Born in 1916 in Philadelphia, from Eastern European immigrant parents, Louis Faurer began to draw very young. In 1937, he began to study at the Philadelphia’s School of Commercial Art and Lettering. The same year he bought his first camera, a second hand Kodak Vollenda.
He then moved to New York, where he became an important member of the early 50’s street photographers. His works catched Edward Steichen’s eyes, who was back then Conservator at the MoMA. Louis Faurer participated to a great number of collective exhibitions such as « In and Out of Focus » (1948) or « The Family of Man » (1955). His gaze was highly personal and full of compassion towards the weakest people he met in New York’s street.
As many photographers of his generation, Faurer worked for magazines. But despite his photojournalist fellows, who pursued their career for magazines such as Life, Faurer headed to Fashion photography. In 1947, Lillian Bassman, first Artistic Director of the Bazar Junior (later incorporated to the Harper’s Bazaar), invited him to join the magazine. The new magazine also hired Robert Frank, they became friends and shared the same laboratory.
Robert Frank who qualified him as an “extraordinary artist, whose eye beats at the rhythm of New York streets” reported a precise portrait of his friend : ” Louis was very intelligent, very angry, and moved by a great passion for people”. In the 50’s, he focused on Fashion commissioned works, mostly working for magazines as Glamour, Charm, Seventeen, Vogue and Mademoiselle.
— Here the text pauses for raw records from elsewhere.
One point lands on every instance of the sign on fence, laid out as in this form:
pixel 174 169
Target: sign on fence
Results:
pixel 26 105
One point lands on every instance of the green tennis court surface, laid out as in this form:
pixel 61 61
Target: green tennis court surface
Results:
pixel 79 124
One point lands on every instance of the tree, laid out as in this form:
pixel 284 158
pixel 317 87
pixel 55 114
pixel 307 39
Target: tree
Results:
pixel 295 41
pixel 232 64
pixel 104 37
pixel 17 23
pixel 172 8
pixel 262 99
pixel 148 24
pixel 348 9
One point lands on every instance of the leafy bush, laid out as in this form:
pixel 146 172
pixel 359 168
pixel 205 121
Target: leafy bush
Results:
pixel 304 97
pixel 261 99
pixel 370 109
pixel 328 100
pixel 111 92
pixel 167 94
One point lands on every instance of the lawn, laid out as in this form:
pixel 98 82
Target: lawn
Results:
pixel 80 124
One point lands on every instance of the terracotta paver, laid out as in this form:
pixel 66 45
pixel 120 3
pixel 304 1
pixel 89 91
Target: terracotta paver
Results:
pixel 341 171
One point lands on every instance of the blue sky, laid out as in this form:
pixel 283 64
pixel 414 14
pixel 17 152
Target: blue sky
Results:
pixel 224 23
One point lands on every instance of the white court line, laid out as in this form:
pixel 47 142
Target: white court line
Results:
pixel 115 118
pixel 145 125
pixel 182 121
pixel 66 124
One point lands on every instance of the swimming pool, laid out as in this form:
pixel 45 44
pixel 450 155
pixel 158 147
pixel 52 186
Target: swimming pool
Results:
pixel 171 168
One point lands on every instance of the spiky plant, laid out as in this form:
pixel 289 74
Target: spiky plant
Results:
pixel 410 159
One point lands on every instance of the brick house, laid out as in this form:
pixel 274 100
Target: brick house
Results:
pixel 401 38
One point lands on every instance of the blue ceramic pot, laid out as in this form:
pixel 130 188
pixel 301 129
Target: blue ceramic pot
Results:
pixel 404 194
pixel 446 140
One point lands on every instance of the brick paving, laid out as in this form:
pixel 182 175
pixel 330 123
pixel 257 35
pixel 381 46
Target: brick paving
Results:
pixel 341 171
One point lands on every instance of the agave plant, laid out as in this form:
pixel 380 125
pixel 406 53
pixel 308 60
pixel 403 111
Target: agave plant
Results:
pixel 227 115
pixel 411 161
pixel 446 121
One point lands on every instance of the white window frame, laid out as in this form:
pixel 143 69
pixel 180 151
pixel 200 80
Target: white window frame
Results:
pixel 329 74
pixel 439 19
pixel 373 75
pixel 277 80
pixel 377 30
More quiet than the other photographers of the mid 20th century, Louis Faurer remains one of the greatest photographer of his time. In 1968, Faurer leaved New York for London and then Paris. When he came back from Europe in 1974, he tried to photograph New York streets, but the city has changed. During the 1984’s Fall, when getting out of a bus, Faurer was hit by a car. This accident will end his photographer career. He passed away in New York in 2001.